The Indian gig economy has expanded at an extraordinary pace. In 2020–21, an estimated 7.7 million workers were engaged in gig and platform-based work. This number is projected to triple to 23.5 million by 2029–30, with the sector’s market size expected to reach $455 billion by 2024. Several forces are driving this expansion. Widespread access to smartphones and affordable internet has enabled seamless digital interactions between platforms, service providers, and customers. A robust startup ecosystem has created significant opportunities for India’s growing labour force. The appeal of autonomy and flexibility has attracted a younger, tech-savvy workforce that prioritizes work-life balance. Moreover, for many, gig work provides either supplementary income or a crucial livelihood in an environment of underemployment and rising living costs.

Despite its scale, the gig economy operates in a regulatory grey zone. Most platforms classify workers as “independent contractors” or “partners,” placing them outside the scope of labor laws that guarantee minimum wages, job security, or access to social security benefits. Recognizing this gap, the central government introduced the Code on Social Security in 2020, which legally acknowledged gig and platform workers as a distinct category for the first time. However, the delayed implementation of this law has left a regulatory vacuum, prompting states to take matters into their own hands.

Rajasthan became the first state to pass the Rajasthan Platform-Based Gig Workers (Registration and Welfare) Act, 2023, establishing a welfare board and a dedicated social security fund. Karnataka followed with a similar ordinance. While these moves signal progress, they have also created a patchwork of rules.
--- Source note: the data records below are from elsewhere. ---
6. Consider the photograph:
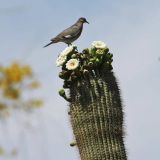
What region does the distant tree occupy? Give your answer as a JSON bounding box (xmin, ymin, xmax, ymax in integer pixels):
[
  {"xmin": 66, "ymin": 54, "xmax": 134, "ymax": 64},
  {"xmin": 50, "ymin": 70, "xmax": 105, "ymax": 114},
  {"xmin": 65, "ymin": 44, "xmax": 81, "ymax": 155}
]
[{"xmin": 0, "ymin": 62, "xmax": 43, "ymax": 117}]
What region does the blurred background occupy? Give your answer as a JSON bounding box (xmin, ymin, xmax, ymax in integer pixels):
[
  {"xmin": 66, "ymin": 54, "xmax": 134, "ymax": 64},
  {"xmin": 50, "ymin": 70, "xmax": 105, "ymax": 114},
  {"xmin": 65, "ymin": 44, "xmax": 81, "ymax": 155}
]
[{"xmin": 0, "ymin": 0, "xmax": 160, "ymax": 159}]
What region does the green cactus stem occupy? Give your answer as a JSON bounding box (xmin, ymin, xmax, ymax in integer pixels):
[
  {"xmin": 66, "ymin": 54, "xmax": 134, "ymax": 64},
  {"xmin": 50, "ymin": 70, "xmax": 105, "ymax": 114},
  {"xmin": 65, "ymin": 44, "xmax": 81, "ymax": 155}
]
[
  {"xmin": 57, "ymin": 42, "xmax": 127, "ymax": 160},
  {"xmin": 58, "ymin": 89, "xmax": 71, "ymax": 102},
  {"xmin": 69, "ymin": 68, "xmax": 127, "ymax": 160}
]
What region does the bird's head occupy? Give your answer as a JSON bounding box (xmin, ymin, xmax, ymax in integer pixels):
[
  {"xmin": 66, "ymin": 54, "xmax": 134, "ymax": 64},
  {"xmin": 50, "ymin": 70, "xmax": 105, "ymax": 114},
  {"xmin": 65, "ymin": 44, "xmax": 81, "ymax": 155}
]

Each state’s approach differs in terms of registration processes, welfare levies, and compliance requirements. For companies operating across India, this means navigating a maze of inconsistent obligations, driving up compliance costs and administrative burdens. Smaller startups are particularly disadvantaged, limiting their ability to scale.

Workers, too, face uncertainty. Benefits provided under state laws are not portable, meaning protections may lapse when workers move across states. For a workforce that is inherently mobile—often migrating in search of opportunities—this lack of portability undermines both security and equity. The result is a system that, while well-intentioned, risks failing the very workers it seeks to protect.
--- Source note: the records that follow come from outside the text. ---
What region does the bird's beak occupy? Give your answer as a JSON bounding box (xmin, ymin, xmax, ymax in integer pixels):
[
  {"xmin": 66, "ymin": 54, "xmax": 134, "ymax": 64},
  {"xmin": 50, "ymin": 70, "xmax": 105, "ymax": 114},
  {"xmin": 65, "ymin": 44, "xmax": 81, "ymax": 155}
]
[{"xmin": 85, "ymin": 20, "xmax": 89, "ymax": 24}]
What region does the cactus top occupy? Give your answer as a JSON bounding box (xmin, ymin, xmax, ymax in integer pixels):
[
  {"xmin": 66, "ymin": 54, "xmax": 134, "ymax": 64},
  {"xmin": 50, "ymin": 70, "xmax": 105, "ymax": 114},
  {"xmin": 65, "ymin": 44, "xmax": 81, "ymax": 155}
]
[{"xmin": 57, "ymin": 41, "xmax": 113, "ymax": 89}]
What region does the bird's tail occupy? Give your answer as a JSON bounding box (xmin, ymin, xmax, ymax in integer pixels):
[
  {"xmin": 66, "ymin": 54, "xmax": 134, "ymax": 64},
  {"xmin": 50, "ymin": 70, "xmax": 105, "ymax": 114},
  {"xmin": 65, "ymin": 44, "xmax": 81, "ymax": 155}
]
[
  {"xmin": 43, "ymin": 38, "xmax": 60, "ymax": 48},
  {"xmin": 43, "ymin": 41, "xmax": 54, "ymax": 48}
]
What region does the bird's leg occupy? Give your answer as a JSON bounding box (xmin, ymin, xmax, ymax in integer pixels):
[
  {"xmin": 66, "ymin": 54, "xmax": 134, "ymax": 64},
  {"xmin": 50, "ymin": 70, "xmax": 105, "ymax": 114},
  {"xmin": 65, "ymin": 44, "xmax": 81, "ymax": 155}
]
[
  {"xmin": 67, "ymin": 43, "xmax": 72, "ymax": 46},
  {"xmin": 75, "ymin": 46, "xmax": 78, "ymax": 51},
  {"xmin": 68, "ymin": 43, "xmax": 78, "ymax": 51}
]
To address these challenges, India must move towards a unified central framework that ensures clarity and consistency nationwide, while still allowing for state-level implementation. Such a framework would begin with establishing clear legal definitions of gig and platform workers to remove ambiguity and prevent misclassification. Social security benefits must be made portable through a national registry linked to Aadhaar, ensuring that entitlements such as health insurance and pensions follow workers seamlessly across states and platforms. To maintain coverage for all, including those working with smaller or newer platforms, a central welfare fund should be created, with joint contributions from the government, platforms, and workers.
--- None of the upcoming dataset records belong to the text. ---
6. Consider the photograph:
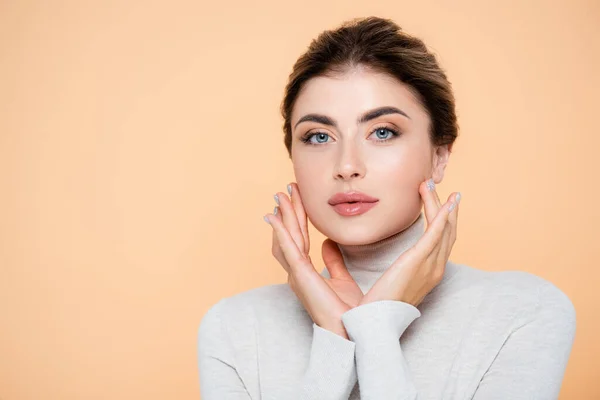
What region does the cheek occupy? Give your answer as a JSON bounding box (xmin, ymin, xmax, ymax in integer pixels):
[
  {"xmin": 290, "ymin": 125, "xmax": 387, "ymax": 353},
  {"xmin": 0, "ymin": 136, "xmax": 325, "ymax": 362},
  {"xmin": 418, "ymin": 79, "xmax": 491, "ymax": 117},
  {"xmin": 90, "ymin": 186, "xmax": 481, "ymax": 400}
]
[
  {"xmin": 293, "ymin": 150, "xmax": 331, "ymax": 184},
  {"xmin": 368, "ymin": 152, "xmax": 428, "ymax": 212},
  {"xmin": 293, "ymin": 163, "xmax": 326, "ymax": 210},
  {"xmin": 370, "ymin": 150, "xmax": 427, "ymax": 185}
]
Equally important is simplifying compliance for businesses. A single-window digital system for registration, reporting, and contributions would ease administrative burdens, reduce costs, and encourage innovation, especially among smaller startups. Alongside this, gig workers must have a voice in shaping policies that affect them. Institutional mechanisms such as welfare boards or digital councils would ensure that their perspectives are incorporated, balancing the need for flexibility with the necessity of protection. Finally, implementation should be phased, with states acting as partners within a common national framework so that emerging best practices can be adapted without sacrificing uniformity.

India’s gig economy stands at a pivotal moment. Its growth trajectory is undeniable, but without an inclusive and harmonized policy framework, the sector risks deepening inequalities and leaving millions of workers vulnerable. A national strategy that combines consistency with flexibility, and innovation with protection, is essential. By aligning worker welfare with economic dynamism, India has the opportunity to set global benchmarks for a fair, equitable, and sustainable gig economy, one that not only drives growth but also safeguards the dignity and security of its workforce.